For the performance, I considered the architect’s vision of the Carpenter Center as a potentially breathing organism (the bird’s eye view of the building roughly follows the shape of lungs). The structure’s dominant concrete ramp demonstrates Le Corbusier’s desire to incorporate the viewer’s breathing experience in ascension and descension mode (walking up and down in observation of the surroundings phenomenologically). Quite predictably though, his viewpoint was specifically through the male body and gaze (“The Modulor”). I resisted against this notion,by complicating the breath (an idealized breath), and present an alternate,non-male positionality.
STAIRWELL SITE: I positioned each of the flutists on the landing of the 4-story narrow stairwell. Their playing was based on eye-contact with the flutist directly below them, and also through cues of watching the performer’s breath intake. So their playing was not in unison and sonically created a slight delay. As a result, the positioning produces a rippling effect: an accordion of movement up and down the space. They transform into a collaborative breathing mechanism.

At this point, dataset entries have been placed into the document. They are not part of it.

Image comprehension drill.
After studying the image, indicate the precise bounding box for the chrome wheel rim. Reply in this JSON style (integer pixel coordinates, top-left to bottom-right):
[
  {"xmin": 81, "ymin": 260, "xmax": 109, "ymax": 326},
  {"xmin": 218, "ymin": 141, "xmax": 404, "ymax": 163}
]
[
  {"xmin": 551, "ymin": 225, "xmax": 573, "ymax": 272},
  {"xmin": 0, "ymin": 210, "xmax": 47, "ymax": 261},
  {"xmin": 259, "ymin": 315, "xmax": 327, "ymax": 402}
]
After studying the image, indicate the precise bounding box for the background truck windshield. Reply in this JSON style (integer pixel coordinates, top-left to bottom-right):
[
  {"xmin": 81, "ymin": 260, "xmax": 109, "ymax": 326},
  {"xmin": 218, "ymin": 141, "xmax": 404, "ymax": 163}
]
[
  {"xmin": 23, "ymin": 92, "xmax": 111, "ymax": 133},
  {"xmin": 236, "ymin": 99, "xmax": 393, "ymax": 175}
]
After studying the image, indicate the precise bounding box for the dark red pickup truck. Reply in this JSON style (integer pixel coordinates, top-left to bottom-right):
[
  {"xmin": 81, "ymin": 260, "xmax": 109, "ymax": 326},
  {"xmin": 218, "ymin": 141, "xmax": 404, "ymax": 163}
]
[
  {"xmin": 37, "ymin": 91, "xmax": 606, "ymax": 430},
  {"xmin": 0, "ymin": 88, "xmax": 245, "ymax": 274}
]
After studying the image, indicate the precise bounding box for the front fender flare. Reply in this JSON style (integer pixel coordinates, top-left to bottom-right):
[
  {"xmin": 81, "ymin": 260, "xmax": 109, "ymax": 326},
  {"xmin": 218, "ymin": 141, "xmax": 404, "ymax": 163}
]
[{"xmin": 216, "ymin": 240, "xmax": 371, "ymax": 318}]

VOCALS: At the bottom of the stairwell, a female vocalist emerges and unifies her voice and breathing with the larger apparatus to become one organ (listen to “lopez weesner vocals fictitious pivot.mp3”).

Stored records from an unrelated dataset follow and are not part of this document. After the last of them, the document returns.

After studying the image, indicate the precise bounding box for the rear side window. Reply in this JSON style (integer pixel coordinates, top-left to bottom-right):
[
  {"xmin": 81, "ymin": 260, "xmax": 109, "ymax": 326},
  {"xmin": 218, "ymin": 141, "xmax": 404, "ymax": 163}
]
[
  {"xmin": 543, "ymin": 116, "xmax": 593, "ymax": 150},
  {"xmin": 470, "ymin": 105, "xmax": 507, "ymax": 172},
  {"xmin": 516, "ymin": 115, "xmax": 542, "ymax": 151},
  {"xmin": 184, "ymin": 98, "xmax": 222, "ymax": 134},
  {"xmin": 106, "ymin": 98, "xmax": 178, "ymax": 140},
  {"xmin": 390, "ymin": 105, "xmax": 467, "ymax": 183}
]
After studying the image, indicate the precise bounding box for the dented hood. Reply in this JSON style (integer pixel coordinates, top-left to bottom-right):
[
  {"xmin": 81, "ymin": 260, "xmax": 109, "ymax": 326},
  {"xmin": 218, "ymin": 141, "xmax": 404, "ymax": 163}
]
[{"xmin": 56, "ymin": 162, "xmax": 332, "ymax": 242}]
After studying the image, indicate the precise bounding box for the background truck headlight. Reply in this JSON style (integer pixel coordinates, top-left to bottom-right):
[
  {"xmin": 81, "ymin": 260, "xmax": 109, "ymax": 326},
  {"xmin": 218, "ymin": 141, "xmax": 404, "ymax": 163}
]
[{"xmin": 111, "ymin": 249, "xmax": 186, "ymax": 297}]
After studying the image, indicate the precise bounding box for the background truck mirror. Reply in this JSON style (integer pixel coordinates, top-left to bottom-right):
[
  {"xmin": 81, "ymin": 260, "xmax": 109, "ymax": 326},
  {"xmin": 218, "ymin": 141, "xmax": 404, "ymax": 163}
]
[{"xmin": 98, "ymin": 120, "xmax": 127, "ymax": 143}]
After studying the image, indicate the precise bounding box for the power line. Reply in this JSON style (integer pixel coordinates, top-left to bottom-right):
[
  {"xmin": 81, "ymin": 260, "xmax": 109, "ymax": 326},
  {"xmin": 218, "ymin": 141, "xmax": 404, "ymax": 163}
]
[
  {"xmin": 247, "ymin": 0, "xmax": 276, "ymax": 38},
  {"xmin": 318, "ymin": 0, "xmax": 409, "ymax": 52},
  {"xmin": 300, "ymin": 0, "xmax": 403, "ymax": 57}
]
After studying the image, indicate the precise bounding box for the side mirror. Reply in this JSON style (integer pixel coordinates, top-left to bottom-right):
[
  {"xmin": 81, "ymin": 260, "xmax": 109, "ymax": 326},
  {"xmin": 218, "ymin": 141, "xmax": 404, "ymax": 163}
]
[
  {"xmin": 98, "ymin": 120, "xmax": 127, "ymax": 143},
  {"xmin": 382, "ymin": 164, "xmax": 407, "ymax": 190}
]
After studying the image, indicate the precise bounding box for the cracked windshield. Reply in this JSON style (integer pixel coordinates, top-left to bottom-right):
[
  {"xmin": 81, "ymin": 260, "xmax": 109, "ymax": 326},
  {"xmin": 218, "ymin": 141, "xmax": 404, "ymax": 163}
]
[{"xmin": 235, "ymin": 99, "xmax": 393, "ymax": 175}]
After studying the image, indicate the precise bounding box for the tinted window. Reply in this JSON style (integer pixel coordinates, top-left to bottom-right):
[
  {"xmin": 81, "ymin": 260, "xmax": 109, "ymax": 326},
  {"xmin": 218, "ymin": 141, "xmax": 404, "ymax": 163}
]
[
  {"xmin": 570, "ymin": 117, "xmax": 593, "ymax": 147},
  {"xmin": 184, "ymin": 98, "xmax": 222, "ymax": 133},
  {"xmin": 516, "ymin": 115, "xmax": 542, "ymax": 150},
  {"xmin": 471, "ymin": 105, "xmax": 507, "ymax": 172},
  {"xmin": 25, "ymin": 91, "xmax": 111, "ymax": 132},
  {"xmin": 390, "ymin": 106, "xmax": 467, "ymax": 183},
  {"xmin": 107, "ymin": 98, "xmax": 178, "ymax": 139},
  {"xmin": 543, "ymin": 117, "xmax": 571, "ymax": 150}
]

RAMP SITE: Anna Weesner also created a spare composition of wind instruments that subtly align with the timing of a pedestrian ascending the steep slope. The ramp suggests a kind of temporality or narrative experience, and the composition abrupts this linearity though anon-idiomatic composition. It acts as both wind and wench (but not in the tropes we culturally imagine as we try and create a language that de-classifies a masculine or feminine space). Standing on top of the ramp, the performer would lift the flutist from the ropes attached to their harnesses. The performer would listen, to try and understand the space through the sound the performers would emit. She performs the space through their breath and body and uses them as mechanisms of orientation and echo location.

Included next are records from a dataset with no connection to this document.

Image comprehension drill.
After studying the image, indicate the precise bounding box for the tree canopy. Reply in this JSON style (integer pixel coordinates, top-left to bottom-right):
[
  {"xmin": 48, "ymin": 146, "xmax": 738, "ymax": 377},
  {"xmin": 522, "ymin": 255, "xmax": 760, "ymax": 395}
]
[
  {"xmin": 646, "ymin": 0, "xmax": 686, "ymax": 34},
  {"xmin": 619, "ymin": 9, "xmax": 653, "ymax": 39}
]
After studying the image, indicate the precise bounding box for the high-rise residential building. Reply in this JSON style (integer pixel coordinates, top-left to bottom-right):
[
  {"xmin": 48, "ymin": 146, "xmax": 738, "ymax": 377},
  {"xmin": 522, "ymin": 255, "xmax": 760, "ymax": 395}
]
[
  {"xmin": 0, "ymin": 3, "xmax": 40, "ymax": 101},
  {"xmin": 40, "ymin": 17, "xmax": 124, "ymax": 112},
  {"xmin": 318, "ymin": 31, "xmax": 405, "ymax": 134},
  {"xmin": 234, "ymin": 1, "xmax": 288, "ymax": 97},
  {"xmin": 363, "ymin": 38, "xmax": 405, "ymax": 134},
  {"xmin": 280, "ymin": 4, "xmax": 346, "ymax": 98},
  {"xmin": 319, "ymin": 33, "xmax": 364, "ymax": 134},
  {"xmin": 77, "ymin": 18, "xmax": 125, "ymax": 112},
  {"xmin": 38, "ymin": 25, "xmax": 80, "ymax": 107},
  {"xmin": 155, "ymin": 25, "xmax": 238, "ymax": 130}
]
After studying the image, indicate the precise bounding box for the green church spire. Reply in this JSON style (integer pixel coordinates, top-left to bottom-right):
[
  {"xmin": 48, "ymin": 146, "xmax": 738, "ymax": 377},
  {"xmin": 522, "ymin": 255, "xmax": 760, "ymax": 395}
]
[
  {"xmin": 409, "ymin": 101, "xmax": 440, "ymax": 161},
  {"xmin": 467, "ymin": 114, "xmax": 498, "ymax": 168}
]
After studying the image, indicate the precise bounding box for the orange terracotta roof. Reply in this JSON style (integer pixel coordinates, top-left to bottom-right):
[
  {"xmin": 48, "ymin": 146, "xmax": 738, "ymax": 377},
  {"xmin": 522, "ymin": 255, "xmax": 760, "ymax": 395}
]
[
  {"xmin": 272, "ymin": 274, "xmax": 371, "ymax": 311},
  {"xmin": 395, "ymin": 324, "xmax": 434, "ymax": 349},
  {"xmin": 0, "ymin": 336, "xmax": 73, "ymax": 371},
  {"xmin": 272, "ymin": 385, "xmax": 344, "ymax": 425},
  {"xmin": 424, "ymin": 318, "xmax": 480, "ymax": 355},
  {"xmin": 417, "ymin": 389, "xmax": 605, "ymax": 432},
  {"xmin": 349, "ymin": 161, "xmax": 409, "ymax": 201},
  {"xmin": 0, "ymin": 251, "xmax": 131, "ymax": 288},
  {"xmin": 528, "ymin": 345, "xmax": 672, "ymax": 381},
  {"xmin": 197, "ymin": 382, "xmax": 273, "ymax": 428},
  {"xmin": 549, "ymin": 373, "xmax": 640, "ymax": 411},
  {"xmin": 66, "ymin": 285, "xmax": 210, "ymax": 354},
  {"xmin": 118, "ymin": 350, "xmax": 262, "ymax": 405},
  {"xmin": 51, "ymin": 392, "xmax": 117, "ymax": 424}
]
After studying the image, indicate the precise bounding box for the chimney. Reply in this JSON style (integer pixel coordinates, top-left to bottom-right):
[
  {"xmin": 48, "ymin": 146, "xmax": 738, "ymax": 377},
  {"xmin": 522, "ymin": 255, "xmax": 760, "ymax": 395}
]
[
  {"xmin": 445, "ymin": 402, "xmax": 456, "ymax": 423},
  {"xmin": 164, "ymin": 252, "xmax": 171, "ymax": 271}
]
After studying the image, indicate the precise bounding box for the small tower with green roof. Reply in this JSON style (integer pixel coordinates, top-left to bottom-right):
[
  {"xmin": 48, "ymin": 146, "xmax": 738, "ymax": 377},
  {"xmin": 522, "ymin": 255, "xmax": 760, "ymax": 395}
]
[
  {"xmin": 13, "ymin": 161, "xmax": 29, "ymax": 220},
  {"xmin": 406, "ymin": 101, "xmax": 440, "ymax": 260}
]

Much of these actions are a continuation of my interest of mimicking language (Video: Invisible Object, 2016) through body/breath/motion and silence. The wind instruments made sense as a material to expose sound and image as a kind of disappearance on the ramp. Weesner’s compositions are also subversively claustrophobic and emerged as a form of idiosyncratic protest amidst the Cambridge fresh air. I am interested in activating other sites: the liminal spaces of transition and industrial transport, in order to recognize other ghostly bodies via site and sound.